Often mature companies without large, internal R&D programs rely heavily on acquisitions, strategic alliances, or universities and tap into the innovations of others. But to really transfer knowledge effectively, you need a certain amount of creative abrasion and a certain amount of dwell time and “impedance matching” working together on it.

Companies must still perform the difficult and arduous work necessary to convert promising research results into products and services that satisfy customers’ needs. Open innovation works best when you have R&D employees who can collaborate with partners from inside and outside the four walls of your company.

Innovative companies have also begun to create positions called “technology scouts” or “innovation scouts,” often making that role part of a senior level technical executive job description. That person actively searches for new technologies and ideas outside the firm. However, you need to be able to harness that technology once you find it. Designing and managing these types of innovation communities is going to become increasingly important to open innovation’s future.

It is the logic of open innovation that the most successful innovators integrate all their ideas, expertise, and skills and deliver the results to the marketplace, using the most effective and efficient means possible. Whether using ideas from inside or outside the organization, those practicing open innovation will create new value and accelerate their time to market.

Henry Chesbrough, credited with the theory and coinage of the term “open innovation,” is executive director of the Program for Open Innovation at the Haas School of Business at the University of California, Berkeley, where he is also an adjunct professor. He is the author of several books, including Open Innovation: The New Imperative for Creating and Profiting from Technology, and he serves on the business advisory board for Open Photonics Inc. His PhD in business administration and public policy is from the Haas School and his MBA from Stanford.

–SPIE Senior Member Jason M. Eichenholz is CEO of Open Photonics Inc. and an active evangelist and practitioner of open innovation. He has served as a senior technology leader and executive at several leading photonics companies including Halma, Ocean Optics, and Newport/Spectra-Physics.
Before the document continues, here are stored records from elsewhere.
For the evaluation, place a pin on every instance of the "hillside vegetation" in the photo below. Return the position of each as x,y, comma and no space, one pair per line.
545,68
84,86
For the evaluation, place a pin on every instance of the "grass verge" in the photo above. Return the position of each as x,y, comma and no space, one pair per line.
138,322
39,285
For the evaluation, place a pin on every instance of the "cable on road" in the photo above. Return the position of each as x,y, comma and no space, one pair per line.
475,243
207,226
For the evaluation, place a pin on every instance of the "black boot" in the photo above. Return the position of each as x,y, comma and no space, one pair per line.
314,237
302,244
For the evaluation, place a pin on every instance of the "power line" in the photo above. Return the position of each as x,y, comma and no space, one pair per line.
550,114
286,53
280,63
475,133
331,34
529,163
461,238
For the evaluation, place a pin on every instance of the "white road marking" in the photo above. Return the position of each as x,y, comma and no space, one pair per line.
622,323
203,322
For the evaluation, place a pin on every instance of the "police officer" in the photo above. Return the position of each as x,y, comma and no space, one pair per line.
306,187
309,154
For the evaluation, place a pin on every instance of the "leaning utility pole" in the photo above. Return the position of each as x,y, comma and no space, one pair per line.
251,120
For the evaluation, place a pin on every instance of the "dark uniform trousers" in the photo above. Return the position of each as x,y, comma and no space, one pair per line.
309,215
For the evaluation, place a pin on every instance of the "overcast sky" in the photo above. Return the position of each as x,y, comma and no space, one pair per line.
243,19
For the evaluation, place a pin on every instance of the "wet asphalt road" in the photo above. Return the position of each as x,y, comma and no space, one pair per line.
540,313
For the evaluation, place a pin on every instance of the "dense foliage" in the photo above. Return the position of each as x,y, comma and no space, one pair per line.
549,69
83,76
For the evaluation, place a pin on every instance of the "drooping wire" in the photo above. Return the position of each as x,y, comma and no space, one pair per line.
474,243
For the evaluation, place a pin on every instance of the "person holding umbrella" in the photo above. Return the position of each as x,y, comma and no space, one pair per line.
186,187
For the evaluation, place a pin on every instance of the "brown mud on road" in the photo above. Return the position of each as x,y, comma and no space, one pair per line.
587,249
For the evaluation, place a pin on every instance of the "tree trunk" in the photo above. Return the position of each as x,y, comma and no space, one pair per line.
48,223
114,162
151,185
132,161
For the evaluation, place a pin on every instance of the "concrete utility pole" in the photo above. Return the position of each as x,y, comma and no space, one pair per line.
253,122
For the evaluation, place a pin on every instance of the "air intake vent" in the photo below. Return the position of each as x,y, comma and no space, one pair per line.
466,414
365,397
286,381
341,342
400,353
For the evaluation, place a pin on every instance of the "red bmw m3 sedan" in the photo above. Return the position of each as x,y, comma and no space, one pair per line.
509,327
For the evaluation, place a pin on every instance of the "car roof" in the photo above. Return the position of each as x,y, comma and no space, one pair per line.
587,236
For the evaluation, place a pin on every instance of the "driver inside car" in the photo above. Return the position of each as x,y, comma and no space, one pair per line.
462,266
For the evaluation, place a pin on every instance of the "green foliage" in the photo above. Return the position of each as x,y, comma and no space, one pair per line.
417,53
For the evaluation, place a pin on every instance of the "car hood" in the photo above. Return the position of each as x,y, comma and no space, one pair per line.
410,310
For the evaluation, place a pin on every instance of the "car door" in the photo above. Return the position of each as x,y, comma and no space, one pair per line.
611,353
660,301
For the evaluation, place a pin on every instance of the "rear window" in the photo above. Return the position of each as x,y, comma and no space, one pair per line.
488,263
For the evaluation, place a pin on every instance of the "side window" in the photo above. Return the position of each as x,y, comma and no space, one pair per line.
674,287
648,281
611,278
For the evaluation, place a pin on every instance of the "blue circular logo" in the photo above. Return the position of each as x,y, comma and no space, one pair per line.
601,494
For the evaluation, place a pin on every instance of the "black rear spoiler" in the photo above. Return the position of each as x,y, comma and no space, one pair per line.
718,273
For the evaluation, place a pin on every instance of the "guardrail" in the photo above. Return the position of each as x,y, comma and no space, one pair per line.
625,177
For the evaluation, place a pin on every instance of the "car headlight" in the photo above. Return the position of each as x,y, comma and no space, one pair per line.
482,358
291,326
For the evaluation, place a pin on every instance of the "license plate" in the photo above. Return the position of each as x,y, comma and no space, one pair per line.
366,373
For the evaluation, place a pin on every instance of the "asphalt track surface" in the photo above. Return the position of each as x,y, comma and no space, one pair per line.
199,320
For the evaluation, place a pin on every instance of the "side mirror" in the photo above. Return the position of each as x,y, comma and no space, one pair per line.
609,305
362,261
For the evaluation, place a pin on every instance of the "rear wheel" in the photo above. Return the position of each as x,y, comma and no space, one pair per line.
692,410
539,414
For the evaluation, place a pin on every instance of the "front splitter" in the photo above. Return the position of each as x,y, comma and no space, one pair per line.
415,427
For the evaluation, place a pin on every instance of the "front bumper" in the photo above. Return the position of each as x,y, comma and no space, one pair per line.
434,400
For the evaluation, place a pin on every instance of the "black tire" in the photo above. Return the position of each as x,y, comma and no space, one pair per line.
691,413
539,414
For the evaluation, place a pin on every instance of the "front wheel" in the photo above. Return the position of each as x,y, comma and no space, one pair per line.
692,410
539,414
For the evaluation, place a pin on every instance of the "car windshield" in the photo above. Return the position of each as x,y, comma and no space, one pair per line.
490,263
He has a PhD in optical sciences and engineering from the University of Central Florida where he is also a courtesy faculty member.

Open Photonics Inc.

SPIE corporate member Open Photonics Inc. (OPI) was formed specifically to accelerate the commercialization of photonics technologies by linking the best minds in the industry with existing infrastructure and market channels.

Its Photonic Horizons™ competitive grant program is a crowd-sourcing and open-innovation framework that fosters collaboration between established companies and the researchers and inventors who have ideas with commercial potential.

Winners of the annual program are chosen and funded by OPI clients with peer review by OPI technical and business advisory boards. Initial-phase grants of $10,000 are for a six-month, proof-of-concept project. Second-stage grants, up to $100,000, are for a six- to 12-month prototype development project.

OPI team and advisory board members manage the entire grant process from concept validation through eventual prototype development completion.


Scouting survey shows full usage by photonics companies

SPIE Professional covered innovation scouting and open innovation in a 2010 article about a survey conducted by Nerac.

Because innovation scouting is a key element of open innovation, Nerac conducted a 2009 survey to benchmark the practices of innovation and technology scouts.

The survey found that companies in the optics, imaging, and lasers industries reported some of the highest usage of innovation scouts, with 45% of respondents from these industries indicating they have scouting programs.

Furthermore, 100% of those optics and photonics companies reported that their innovation scouting efforts were very successful or moderately successful.

The survey also found a high percentage of employees in scouting roles at optics and photonics companies, compared to employees in other companies. Some 44% of the optics and photonics respondents had more than 25 innovation scout employees, compared to 40% of all respondents who had fewer than three innovation scouts.